Паракимомен Василий Лакапин, стоявший рядом сокрушенно развел руками.
— Хотелось бы верить в это, — елейным голосом сказал он, — всем было бы куда спокойнее, если бы это был всего лишь отщепенец, безумец, поднявший руку на богоизбранного басилевса. Сердцем я хотел бы верить в это, но умом...
— Умом и я все понимаю, — скривился Цимисхий, — ты уже говорил с турмархом, что заменил комита на третьем круге?
— Он мертв, император, — качнул головой евнух, — сразу после парада он почувствовал себя плохо и скоро скончался. Лекари говорят, сердце. Вроде как он расчувствовался от того, что из-за его решения подверглась опасности твоя жизнь, басилевс.
— Какая потрясающая верноподданность, — криво усмехнулся император, — и как не вовремя. Комит, которого заменили этим убийцей, как я слышал, тоже мертв?
— Да, — скорбно кивнул Василий Лакапин, — он тоже почувствовал себя плохо, из-за чего его и заменили на того негодяя. Комит умер как раз во время покушения.
— Мор, значит, какой-то напал на наших солдат, — зло ответил Цимисхий, — и именно на тех, кто замешан в этом всем. Ну, а ты, что ты думаешь об этом деле? Тот комит кричал «Предатель» — значит он из тех, кому не нравится, что мы нынче в союзе с россами? Таких, правда, сейчас стало слишком много.
— Самое очевидное объяснение не значит правильное, — заметил евнух, — я бы поискал врагов подальше. Тот турмарх, что заменил комитов — он родом с Крита, из тех агарян, что крестились и перешли на нашу сторону, когда Никифор освободил остров. Возможно, его крещение было... не вполне искренним.
— Думаешь, за этим стоят Фатимиды? — Цимисхий задумался.
— Скорее Хамданиды, — пожал плечами евнух, — они все еще не могут смириться с потерей Киликии. А может и Буиды.
— Хм, все может быть, — с сомнением протянул император, — что же, еще один повод раздавить это гадючье гнездо раз и навсегда. Ладно, продолжай работу — и я надеюсь, что ты разберешься с этим делом еще до того, как мы отправимся в поход.
— Все, что скажет мой император, — евнух согнулся в низком поклоне, пряча злобную ухмылку, но Иоанн уже развернулся, выходя из подземелья. За его спиной меж тем вновь слышались вопли нового несчастного узника, которого византийские палачи деловито вздергивали на очередное жуткое орудие пытки.
— Думаешь, он поверил? — уже позже спрашивал Варда Склир. Евнух пожал плечами.

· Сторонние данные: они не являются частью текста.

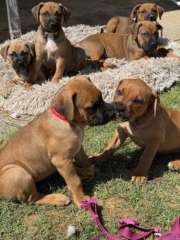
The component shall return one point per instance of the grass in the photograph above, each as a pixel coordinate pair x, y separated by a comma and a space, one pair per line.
155, 203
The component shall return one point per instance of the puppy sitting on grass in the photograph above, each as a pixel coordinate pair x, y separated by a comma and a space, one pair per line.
21, 55
150, 125
53, 141
52, 47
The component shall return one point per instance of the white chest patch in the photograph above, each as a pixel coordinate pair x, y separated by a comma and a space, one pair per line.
51, 45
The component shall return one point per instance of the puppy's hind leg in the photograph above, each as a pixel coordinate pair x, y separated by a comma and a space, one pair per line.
17, 184
117, 140
174, 165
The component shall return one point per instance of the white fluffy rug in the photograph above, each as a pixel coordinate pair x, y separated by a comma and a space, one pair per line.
159, 73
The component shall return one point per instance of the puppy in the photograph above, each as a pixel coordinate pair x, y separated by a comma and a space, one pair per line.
52, 142
141, 42
21, 55
51, 45
141, 12
149, 124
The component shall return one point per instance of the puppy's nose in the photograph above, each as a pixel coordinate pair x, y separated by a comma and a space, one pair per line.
119, 107
152, 17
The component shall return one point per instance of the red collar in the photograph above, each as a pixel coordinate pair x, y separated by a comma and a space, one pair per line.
58, 115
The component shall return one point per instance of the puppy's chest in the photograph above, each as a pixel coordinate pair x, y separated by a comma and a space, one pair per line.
51, 46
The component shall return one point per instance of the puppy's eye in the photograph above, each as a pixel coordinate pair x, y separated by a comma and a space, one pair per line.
13, 54
45, 14
93, 107
58, 14
119, 92
24, 53
137, 101
145, 33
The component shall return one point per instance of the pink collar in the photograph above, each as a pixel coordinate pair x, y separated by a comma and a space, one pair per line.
58, 115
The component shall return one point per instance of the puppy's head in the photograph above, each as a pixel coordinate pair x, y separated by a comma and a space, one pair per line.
81, 102
20, 54
146, 11
51, 15
133, 98
146, 34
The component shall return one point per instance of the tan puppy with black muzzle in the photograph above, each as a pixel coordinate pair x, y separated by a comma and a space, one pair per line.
53, 141
142, 42
21, 55
51, 45
141, 12
150, 125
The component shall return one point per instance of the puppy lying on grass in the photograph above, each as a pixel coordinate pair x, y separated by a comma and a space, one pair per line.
149, 124
53, 141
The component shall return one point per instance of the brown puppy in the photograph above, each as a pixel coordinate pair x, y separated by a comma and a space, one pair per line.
150, 125
141, 12
21, 55
52, 46
141, 42
52, 142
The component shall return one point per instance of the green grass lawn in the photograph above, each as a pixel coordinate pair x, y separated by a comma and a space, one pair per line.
156, 203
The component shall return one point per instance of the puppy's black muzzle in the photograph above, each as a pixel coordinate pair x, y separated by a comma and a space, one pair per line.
119, 111
150, 17
150, 45
52, 24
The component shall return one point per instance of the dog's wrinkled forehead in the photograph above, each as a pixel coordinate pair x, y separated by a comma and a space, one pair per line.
131, 88
52, 8
85, 89
18, 47
148, 26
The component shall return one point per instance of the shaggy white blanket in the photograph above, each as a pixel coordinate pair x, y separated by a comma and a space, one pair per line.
159, 73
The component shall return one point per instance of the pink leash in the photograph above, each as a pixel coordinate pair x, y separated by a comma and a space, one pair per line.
127, 226
174, 234
124, 232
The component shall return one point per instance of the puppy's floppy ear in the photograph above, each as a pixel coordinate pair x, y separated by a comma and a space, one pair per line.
65, 14
36, 10
4, 50
31, 48
160, 10
134, 13
64, 103
159, 28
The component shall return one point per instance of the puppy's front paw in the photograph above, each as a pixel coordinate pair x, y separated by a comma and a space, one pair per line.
55, 80
79, 200
174, 165
86, 173
139, 179
98, 158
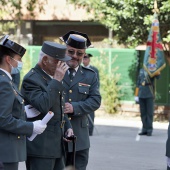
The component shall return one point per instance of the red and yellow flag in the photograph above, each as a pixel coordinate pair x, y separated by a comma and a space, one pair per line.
154, 60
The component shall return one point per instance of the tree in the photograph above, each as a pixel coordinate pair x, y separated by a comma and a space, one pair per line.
130, 20
15, 10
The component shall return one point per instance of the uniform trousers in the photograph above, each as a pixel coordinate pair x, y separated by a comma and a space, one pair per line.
81, 159
11, 166
37, 163
1, 166
146, 110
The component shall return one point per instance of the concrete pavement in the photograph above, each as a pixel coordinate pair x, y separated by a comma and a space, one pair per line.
116, 145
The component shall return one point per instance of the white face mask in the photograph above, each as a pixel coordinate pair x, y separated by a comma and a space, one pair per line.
15, 70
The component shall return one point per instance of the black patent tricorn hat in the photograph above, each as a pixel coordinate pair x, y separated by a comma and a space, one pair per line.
88, 55
77, 40
18, 49
55, 50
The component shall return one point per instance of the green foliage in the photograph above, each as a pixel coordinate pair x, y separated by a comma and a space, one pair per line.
109, 88
130, 20
13, 10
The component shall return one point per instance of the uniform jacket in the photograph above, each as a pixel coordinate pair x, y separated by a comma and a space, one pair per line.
145, 85
45, 94
13, 128
83, 94
97, 72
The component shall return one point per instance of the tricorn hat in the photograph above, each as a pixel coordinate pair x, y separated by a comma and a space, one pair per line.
77, 40
55, 50
18, 49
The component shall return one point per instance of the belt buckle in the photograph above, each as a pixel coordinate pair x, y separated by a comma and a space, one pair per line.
62, 123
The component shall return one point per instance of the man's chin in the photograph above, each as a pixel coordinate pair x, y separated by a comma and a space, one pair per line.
72, 64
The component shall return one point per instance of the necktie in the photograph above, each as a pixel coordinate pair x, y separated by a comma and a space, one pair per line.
71, 75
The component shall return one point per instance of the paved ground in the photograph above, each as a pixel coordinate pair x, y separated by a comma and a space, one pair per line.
116, 146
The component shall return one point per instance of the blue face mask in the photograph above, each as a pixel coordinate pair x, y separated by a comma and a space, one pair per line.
15, 70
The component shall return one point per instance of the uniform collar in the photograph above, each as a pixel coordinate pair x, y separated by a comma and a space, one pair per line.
8, 74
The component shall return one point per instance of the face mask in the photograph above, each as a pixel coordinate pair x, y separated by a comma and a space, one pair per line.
15, 70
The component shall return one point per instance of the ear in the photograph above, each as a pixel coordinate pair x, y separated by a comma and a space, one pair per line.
7, 58
45, 60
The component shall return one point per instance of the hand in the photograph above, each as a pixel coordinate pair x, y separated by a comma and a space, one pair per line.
38, 127
68, 108
68, 133
136, 99
60, 71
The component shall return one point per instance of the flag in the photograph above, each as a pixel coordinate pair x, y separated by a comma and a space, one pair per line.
154, 60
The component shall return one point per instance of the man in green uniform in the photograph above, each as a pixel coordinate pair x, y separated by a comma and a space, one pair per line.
146, 101
13, 127
86, 63
42, 88
82, 96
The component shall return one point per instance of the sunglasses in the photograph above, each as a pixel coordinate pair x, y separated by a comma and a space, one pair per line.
72, 52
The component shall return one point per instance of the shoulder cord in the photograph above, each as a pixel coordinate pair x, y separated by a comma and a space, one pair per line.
150, 86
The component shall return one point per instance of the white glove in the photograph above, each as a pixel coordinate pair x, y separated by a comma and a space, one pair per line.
136, 99
31, 111
38, 127
168, 162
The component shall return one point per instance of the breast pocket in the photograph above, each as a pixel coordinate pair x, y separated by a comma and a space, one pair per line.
18, 107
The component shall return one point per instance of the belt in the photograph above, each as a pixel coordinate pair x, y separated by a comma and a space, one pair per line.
146, 84
62, 124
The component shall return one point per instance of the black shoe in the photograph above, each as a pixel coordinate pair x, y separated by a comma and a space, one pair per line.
142, 133
149, 134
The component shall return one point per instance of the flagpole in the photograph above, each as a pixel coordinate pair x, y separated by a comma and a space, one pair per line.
155, 10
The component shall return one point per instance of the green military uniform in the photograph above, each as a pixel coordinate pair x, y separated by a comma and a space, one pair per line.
13, 127
83, 94
146, 101
45, 94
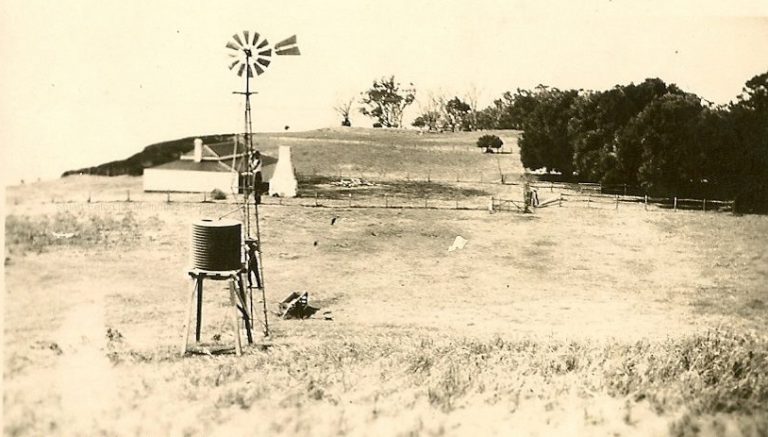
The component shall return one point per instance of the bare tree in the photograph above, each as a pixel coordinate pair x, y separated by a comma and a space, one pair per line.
472, 97
343, 108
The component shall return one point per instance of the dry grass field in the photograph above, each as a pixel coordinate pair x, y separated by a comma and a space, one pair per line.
569, 321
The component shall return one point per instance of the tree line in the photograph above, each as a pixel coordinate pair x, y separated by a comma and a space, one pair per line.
653, 135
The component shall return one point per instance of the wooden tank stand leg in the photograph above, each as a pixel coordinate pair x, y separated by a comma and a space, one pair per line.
235, 316
241, 294
199, 325
189, 315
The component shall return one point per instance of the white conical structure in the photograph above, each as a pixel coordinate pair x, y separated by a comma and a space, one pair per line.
283, 182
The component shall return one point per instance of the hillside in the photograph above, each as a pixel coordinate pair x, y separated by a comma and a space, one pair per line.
372, 153
152, 155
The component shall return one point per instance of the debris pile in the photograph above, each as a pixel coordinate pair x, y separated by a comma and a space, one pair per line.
353, 183
296, 306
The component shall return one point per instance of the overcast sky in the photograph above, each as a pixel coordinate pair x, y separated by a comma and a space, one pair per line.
88, 81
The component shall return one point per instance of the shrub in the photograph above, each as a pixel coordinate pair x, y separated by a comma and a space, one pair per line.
489, 142
217, 194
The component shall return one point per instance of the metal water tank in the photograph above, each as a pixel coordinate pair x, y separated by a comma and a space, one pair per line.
216, 244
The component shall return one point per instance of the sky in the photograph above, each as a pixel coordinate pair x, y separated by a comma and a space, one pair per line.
89, 81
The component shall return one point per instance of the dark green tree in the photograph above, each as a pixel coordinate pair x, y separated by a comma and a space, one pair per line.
457, 115
489, 143
544, 142
386, 101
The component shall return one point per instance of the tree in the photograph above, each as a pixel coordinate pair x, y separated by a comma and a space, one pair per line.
545, 142
595, 129
343, 108
750, 120
489, 142
666, 130
457, 115
385, 101
431, 113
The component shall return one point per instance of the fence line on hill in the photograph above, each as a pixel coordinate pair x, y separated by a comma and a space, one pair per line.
603, 201
320, 200
349, 200
585, 195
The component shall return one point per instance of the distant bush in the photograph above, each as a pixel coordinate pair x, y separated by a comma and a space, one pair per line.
217, 194
490, 142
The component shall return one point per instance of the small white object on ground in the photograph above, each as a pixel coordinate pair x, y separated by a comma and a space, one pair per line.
283, 182
458, 243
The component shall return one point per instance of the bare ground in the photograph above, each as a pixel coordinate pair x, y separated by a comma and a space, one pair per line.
528, 328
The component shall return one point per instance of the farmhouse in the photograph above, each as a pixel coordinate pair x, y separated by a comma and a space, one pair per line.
205, 168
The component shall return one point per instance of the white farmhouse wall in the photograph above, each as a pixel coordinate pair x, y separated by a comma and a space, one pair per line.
188, 181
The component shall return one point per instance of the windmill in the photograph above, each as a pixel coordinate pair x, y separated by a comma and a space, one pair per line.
250, 53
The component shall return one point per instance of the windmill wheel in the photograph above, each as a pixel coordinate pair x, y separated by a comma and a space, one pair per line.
250, 52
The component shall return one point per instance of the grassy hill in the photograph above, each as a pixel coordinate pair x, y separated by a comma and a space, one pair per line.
354, 152
152, 155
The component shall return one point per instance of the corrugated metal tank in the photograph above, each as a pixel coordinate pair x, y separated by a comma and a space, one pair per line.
216, 244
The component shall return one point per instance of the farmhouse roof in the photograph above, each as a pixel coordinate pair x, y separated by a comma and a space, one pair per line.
217, 151
221, 163
190, 165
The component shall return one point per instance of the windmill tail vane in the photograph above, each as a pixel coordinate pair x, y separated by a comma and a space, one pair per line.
251, 52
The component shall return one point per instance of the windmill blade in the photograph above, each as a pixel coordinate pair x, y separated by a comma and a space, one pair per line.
290, 41
291, 51
264, 62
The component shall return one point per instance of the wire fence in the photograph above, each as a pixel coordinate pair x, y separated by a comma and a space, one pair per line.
605, 201
551, 193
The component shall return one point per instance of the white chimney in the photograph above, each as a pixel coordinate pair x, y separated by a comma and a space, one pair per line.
283, 182
198, 150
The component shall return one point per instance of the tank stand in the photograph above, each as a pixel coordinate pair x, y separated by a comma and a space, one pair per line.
237, 298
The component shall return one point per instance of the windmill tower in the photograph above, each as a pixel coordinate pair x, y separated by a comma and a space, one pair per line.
251, 55
216, 250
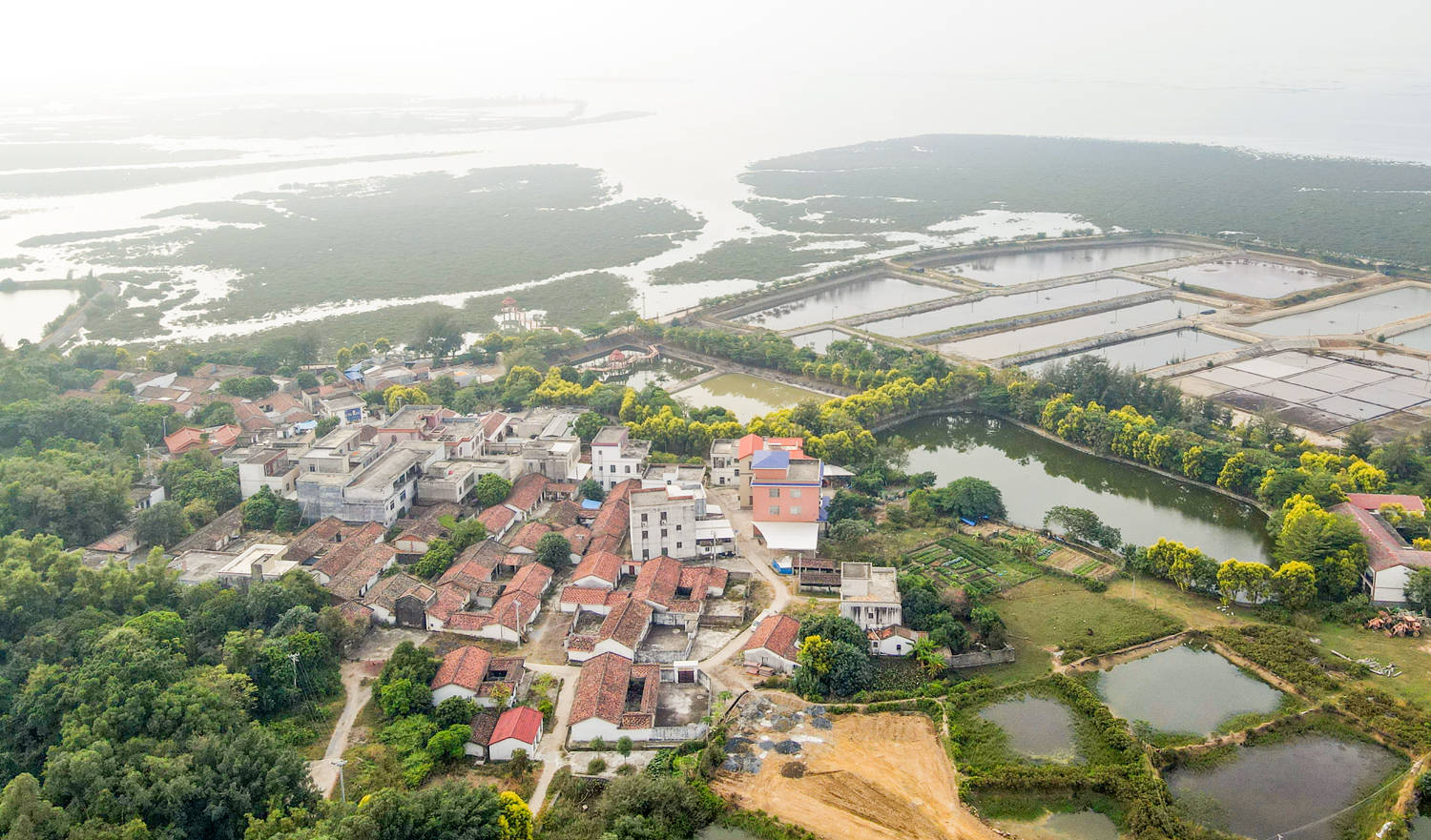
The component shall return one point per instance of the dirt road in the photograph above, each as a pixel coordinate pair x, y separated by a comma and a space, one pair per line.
322, 770
552, 745
881, 777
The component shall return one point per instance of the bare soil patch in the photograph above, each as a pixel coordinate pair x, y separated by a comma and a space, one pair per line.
883, 777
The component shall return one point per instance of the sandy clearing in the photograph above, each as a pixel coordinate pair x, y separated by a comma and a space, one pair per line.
881, 777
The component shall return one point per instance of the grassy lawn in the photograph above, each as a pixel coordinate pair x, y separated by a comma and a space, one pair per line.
1053, 613
1413, 656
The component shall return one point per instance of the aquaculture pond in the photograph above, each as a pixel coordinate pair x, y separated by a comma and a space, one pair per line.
1351, 317
843, 300
663, 371
1007, 269
1001, 306
1036, 727
1062, 826
1271, 789
819, 340
1058, 332
749, 397
1184, 690
1251, 277
25, 312
1036, 474
1151, 351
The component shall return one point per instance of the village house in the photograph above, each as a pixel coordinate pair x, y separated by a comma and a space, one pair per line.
869, 596
773, 645
472, 673
518, 728
615, 457
895, 640
1390, 560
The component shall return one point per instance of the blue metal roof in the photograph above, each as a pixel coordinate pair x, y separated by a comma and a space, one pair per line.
770, 460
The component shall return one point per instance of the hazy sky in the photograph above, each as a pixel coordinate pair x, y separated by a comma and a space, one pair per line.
166, 46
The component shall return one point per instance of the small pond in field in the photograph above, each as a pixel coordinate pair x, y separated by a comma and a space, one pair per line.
1251, 277
843, 300
749, 397
1271, 789
1151, 351
1062, 826
1006, 269
1184, 690
1036, 727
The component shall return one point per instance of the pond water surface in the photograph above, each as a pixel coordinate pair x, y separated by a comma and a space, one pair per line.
1351, 317
1058, 332
1250, 277
749, 397
1064, 826
999, 306
1036, 474
843, 300
1276, 788
1152, 351
1036, 727
1006, 269
1184, 690
25, 312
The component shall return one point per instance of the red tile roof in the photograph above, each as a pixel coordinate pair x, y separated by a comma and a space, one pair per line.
601, 564
529, 536
521, 723
1373, 502
527, 491
778, 634
601, 690
626, 623
464, 667
1384, 547
495, 519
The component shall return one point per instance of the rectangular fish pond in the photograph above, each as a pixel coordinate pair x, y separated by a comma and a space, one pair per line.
1251, 277
1059, 332
1351, 317
843, 300
1185, 690
1001, 306
1296, 786
1151, 351
1007, 269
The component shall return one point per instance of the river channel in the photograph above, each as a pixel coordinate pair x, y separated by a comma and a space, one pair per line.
1036, 474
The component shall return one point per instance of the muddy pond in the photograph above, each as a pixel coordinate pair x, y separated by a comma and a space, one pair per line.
1273, 789
1184, 690
1007, 269
1036, 474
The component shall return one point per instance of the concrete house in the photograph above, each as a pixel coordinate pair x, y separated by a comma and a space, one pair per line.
869, 596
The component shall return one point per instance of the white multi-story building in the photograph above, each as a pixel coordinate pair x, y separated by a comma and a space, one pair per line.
615, 457
869, 596
663, 522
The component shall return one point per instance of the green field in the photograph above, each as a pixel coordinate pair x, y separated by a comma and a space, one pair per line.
964, 563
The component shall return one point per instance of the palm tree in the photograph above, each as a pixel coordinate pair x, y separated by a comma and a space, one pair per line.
1025, 545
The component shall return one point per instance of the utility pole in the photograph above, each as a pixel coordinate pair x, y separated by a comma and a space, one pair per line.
342, 786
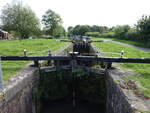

— У басилевса много недостатков, — сказал он, — но излишняя доверчивость в их число точно не входит. Но, как мне кажется, я был весьма убедителен — возможно, потому, что я и в самом деле непричастен к этому заговору.
— Да и я тоже, — сказал Варда Склир, — кто-то, оказывается, и помимо меня имеет своих людей в армии. Кто-то кто пытается за нас сделать нашу работу?
— Сомневаюсь, что это покушение делалось из расположения к нам, — покачал головой Василий, — и сказать по правде, покушение весьма неумелое — я бы действовал гораздо тоньше. Всю эту кутерьму с подменой комитов можно было раскрыть в любой миг. Да и следы заметались уж слишком торопливо, кто-то опередил меня буквально на шаг. Впрочем, так порой и добиваются успеха иные новички — если бы не проклятый росс, Цимисхий был бы уже мертв.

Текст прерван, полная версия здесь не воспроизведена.